D’un ton fâché, la propriétaire, rencontrée au soir d’un samedi du mois de novembre 2021, a refusé toute idée d’arnaquer ses locataires. Pour elle, les locataires doivent être compréhensifs parce que « les impôts changent au fil des années et la gestion d’une maison a un coût ».

Gilbert maçon devenu propriétaire d’une maison de six chambres à Vossa Kpodji, quartier du 9e arrondissement de Cotonou commercialise aussi l’énergie électrique. Il justifie cette pratique par le fait d’avoir alimenté sa maison grâce à un compteur conventionnel situé à plus de 200 mètres et des frais de dépannage.

Tel un serpent de mer…

La taxation de l’énergie électrique est la source du départ de nombre de personnes d’Abomey-Calavi ou de Cotonou. Léila (prénom d'emprunt, Ndlr) s'est mariée en juillet 2021. Alors qu’elle et son mari ambitionnent quitter la maison familiale pour vivre leur vie conjugale, ils n'auront le choix que de louer dans une zone reculée. « On a trouvé plusieurs chambres de caractéristiques intéressantes mais on n’était pas prêt à payer 250 FCFA par kilowatt », confie Léila.

Finalement, le couple a trouvé mieux. Mais à Tokan, un quartier de l'arrondissement de Togba à Abomey-Calavi, situé à près d’une heure de Mènontin, quartier de Cotonou, où se trouve le bureau de la jeune mariée. Comme ce jeune couple, nombre de personnes sont contraintes de quitter les villes pour habiter les zones reculées en raison de la commercialisation de l’énergie électrique par les propriétaires mais tous ne sont pas à la fin de leurs peines.

Ex-responsable étudiants à l’Université d’Abomey-Calavi, Chadrac T. en est un exemple : « J’avais quitté Zogbadjè pour louer à Tokan et c’est devenu pire à Tokan. Notre propriétaire a fait le branchement au réseau électrique à plus de 100 mètres de chez elle. Elle nous a demandé de payer le kilowattheure à 200 F CFA.

Deux mois plus tard, c'est devenu 250 F CFA. Le problème, à chaque fois qu’il pleut, vous n’avez pas le courant pendant deux à trois jours. Il faut que l’électricien vient d’abord travailler avant le retour de l’énergie électrique », se désole-t-il. Parmi ceux qui choisissent de vivre en ville, certains s’abstiennent d’avoir l’énergie.

En dehors des locataires, le commerce du courant électrique par les propriétaires crée un manque à gagner aux agents immobiliers communément appelé « démarcheur », témoigne Sylvain qui exerce ce métier depuis plus de 10 ans à Cotonou.

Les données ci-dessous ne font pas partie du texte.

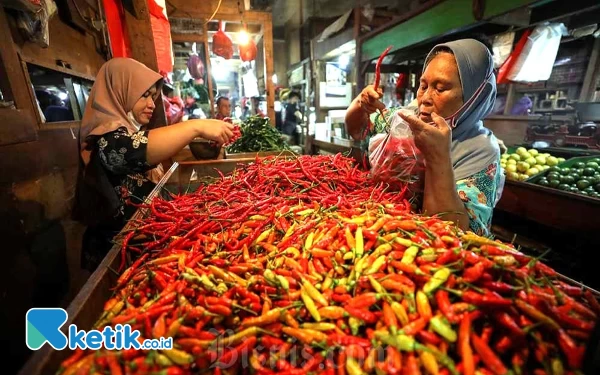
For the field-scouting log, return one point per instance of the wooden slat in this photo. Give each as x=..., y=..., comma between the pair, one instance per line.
x=18, y=125
x=143, y=50
x=44, y=64
x=591, y=74
x=187, y=38
x=208, y=71
x=268, y=48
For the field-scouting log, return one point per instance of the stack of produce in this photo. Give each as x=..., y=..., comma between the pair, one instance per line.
x=581, y=178
x=524, y=163
x=305, y=266
x=258, y=135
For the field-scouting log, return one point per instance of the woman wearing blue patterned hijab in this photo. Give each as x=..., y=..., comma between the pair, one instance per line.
x=463, y=178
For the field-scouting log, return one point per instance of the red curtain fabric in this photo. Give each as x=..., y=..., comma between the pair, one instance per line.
x=161, y=31
x=117, y=30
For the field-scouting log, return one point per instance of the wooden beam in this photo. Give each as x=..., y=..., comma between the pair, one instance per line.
x=18, y=125
x=269, y=70
x=250, y=17
x=436, y=19
x=186, y=38
x=591, y=74
x=143, y=50
x=208, y=71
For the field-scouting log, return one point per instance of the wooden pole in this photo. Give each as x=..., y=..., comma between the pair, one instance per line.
x=143, y=50
x=268, y=56
x=208, y=70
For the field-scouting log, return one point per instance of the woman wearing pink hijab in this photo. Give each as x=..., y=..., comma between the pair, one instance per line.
x=119, y=157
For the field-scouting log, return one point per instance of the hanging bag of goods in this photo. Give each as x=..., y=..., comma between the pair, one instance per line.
x=395, y=158
x=248, y=50
x=222, y=44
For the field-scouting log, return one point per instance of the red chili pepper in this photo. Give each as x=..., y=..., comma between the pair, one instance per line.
x=464, y=346
x=411, y=365
x=472, y=274
x=361, y=314
x=509, y=323
x=429, y=337
x=488, y=357
x=489, y=299
x=573, y=353
x=414, y=327
x=344, y=340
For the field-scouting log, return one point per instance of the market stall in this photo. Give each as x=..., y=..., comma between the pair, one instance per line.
x=266, y=261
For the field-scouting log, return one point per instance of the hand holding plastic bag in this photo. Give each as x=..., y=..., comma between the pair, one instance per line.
x=395, y=158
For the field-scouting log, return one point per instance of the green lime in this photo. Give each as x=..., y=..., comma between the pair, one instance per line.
x=553, y=176
x=567, y=180
x=592, y=164
x=589, y=171
x=583, y=184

« Des chambres restent sans preneur pendant plusieurs mois. J’ai un entrer-coucher sous la main à Sainte Rita qui est dans le cas. Le propriétaire a fixé les frais de l’énergie mensuel à 5 000f », expose le quinquagénaire.

Dans les quartiers, la pratique est à l’origine de plusieurs différends, laisse entendre Jacob Gbètin, chef quartier de Zogbadjè, réticent à aborder la thématique. Il se souvient avoir renvoyé des victimes au commissariat. L’élu local dit ne pas vouloir se mêler de ces différends parce que « 99% des locataires n’ont pas loué leur chambre à partir d’un contrat ». Un document, qui selon lui, pourrait les aider à éviter le changement périodique de tarifs de l’énergie électrique.

La voix des consommateurs

Ernest Gbaguidi est le président de ‘’Bénin santé et survie du consommateur’’. Il condamne la commercialisation du courant aux locataires par les propriétaires. Pour ce responsable d’association de consommateurs, aucune raison ne peut expliquer la pratique.

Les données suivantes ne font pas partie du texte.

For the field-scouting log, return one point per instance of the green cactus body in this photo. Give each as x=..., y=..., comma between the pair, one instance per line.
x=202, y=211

« L'énergie est un besoin indispensable de l’homme. Chaque propriétaire doit veiller à la disponibilité de l’énergie, de l’eau et de toilette avant de céder sa chambre », insiste ce défenseur des droits du consommateur. Le président de ‘’La voix des consommateurs’’, Robin Accrombessi, reproche, lui, aux propriétaires, « les coûts de services ». « On vend l’énergie à un coût qui part du double au quintuple et même plus parfois. Une arnaque bien organisée », dénonce Robin Accrombessi.

« L’Etat globalement est incapable d’observer le principe de l’énergie pour tous et donc les populations deviennent solidaires même dans l’inégalité en se permettant d’avoir l’énergie. Si cela n’était pas le cas, une bonne tranche de la population serait privée de ce droit d’avoir accès à l’énergie électrique », fait également constater le président de ‘’La voix des consommateurs’’.